We see (or hear, rather) the toll this inner calamity takes on the outer world in songs like “Sour Breath”, where Baker sees her failing relationship through the lens of self-deprecation, finally concluding to her significant other that “you’re everything I want and I’m all you dread”. However, the album does end on a slightly elevated note with “Claws In Your Back”, which finds Baker concluding with “I think I can love/The sickness you’ve made” and saying that “I wanted to stay”, which optimistically finishes out this shared journey of self-betterment.

What I find most engaging in the lyrics of this album, however, is how this unseen evil relates to her relationship with God. The Christian connection with God exists in the same sphere as one’s connection with themselves, which is one of the prevailing spaces that the album takes place in. When external forces are ineffectual in healing her ailments, she turns inward and upward to heaven but finds more complications. In “Everything That Helps You Sleep At Night”, Baker finds herself confronting the very Catholic concept of finding peace within your good works on this Earth. She directly addresses God, pleading “Lord, Lord, Lord, it there some way to make it stop?/’Cause nothing that I do has ever helped to turn it off”. This questioning turns to self-loathing and a sense of being undeserving of salvation on “Televangelist”, where she claims that all her “prayers are just apologies”, and on “Happy To Be Here”, where she describes God’s grace as “humiliating” in her current predicament.

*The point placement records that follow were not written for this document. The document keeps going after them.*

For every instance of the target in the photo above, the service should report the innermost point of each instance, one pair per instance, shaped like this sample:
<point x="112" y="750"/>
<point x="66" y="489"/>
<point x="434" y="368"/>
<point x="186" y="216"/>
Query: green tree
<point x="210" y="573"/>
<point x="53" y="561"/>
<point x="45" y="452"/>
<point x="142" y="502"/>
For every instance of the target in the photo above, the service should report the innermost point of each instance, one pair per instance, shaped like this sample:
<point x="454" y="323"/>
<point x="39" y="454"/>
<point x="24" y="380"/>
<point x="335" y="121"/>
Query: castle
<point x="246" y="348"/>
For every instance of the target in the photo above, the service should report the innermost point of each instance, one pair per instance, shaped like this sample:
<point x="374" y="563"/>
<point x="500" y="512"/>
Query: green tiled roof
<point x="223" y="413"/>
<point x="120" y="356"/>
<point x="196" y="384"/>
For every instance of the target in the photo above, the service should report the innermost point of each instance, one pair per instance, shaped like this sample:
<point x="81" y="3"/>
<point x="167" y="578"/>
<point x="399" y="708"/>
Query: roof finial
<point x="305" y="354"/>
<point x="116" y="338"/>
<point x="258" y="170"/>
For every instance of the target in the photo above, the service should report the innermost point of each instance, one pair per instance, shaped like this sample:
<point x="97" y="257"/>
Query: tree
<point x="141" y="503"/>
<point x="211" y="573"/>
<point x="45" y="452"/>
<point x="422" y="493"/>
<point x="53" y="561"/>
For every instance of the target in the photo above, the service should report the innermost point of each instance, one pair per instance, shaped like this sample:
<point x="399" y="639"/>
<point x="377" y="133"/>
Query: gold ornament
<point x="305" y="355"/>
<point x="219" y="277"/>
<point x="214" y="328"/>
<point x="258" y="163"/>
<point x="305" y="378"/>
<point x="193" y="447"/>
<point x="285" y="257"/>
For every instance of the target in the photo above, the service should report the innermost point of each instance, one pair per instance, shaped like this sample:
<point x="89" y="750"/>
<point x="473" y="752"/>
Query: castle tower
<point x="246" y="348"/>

As a Christian myself I find it difficult to find an album that deals with these problems from a believer’s perspective that doesn’t stray away from the difficulties of believing in difficult times. Sometimes you have trouble with your faith, and the contradicting ideas of God healing all wounds and your wounds not being currently healed is a hard matter to parse. I was elated to hear an artist touch on these feelings in a way that I truly resonated with. Yet, the whole album is not absorbed within this subject. Turn Out the Lights is a work for anyone who has felt dejected, lost, or depressed. Baker’s reflections of this album go so far inward that they turn outward, touching on such a specific place that is not always relatable, but when it is, hits hard. If you’ve ever been in a similar position as Baker, then this album may be difficult for you to get through, but just like she needed to make it, you might need to hear it.